One form of posttranscriptional modification of most eukaryotic pre-mRNAs is the addition of a poly-A sequence at the 3' end. The absence of a poly-A sequence leads to rapid degradation of the transcript. Poly-A sequences of various lengths are also added to many bacterial RNA transcripts where, instead of promoting stability, they enhance degradation. In both cases, RNA secondary structures, stabilizing proteins, or degrading enzymes interact with poly-A sequences. Considering the activities of RNAs, what might be general functions of 3'-polyadenylation?

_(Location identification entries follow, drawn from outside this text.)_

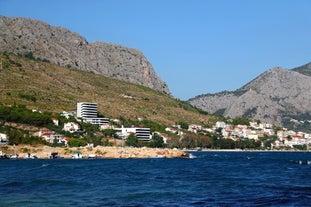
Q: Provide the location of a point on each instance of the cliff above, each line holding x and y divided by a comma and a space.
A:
65, 48
276, 96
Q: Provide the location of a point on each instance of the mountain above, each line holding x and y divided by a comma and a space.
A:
276, 96
48, 87
65, 48
304, 69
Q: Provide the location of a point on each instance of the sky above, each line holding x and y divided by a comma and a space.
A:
195, 46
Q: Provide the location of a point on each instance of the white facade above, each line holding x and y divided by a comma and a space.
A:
142, 134
86, 110
88, 113
71, 127
3, 137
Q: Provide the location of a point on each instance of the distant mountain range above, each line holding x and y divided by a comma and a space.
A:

The interphase nucleus is a highly structured organelle with chromosome territories, interchromatin compartments, and transcription factories. In cultured human cells, researchers have identified approximately 8000 transcription factories per cell, each containing an average of eight tightly associated RNAP II molecules actively transcribing RNA. If each RNAP II molecule is transcribing a different gene, how might such a transcription factory appear? Provide a simple diagram that shows eight different genes being transcribed in a transcription factory and include the promoters, structural genes, and nascent transcripts in your presentation.

Describe the role of two forms of RNA editing that lead to changes in the size and sequence of pre-mRNAs. Briefly describe several examples of each form of editing, including their impact on respective protein products.

While miRNA response elements (MREs) may be located anywhere within an mRNA, they are most often found outside the coding region in the 5' or 3' UTR. Explain why this is likely the case given that miRNAs often target more than one mRNA.

RNAi is currently being tested as a therapeutic tool for genetic diseases and other conditions. Consider the following: cystic fibrosis caused by loss of function of the CFTR gene, HIV infection, and cancer caused by hyperactivity of a growth factor receptor. Which of these may be treatable by RNAi, and which not? Explain your reasoning.

Explain how the expression of a single gene can be quickly, efficiently, and specifically shut down at the transcriptional, posttranscriptional, and posttranslational stages through the coordinated expression of a transcriptional repressor, an miRNA, and a ubiquitin ligase.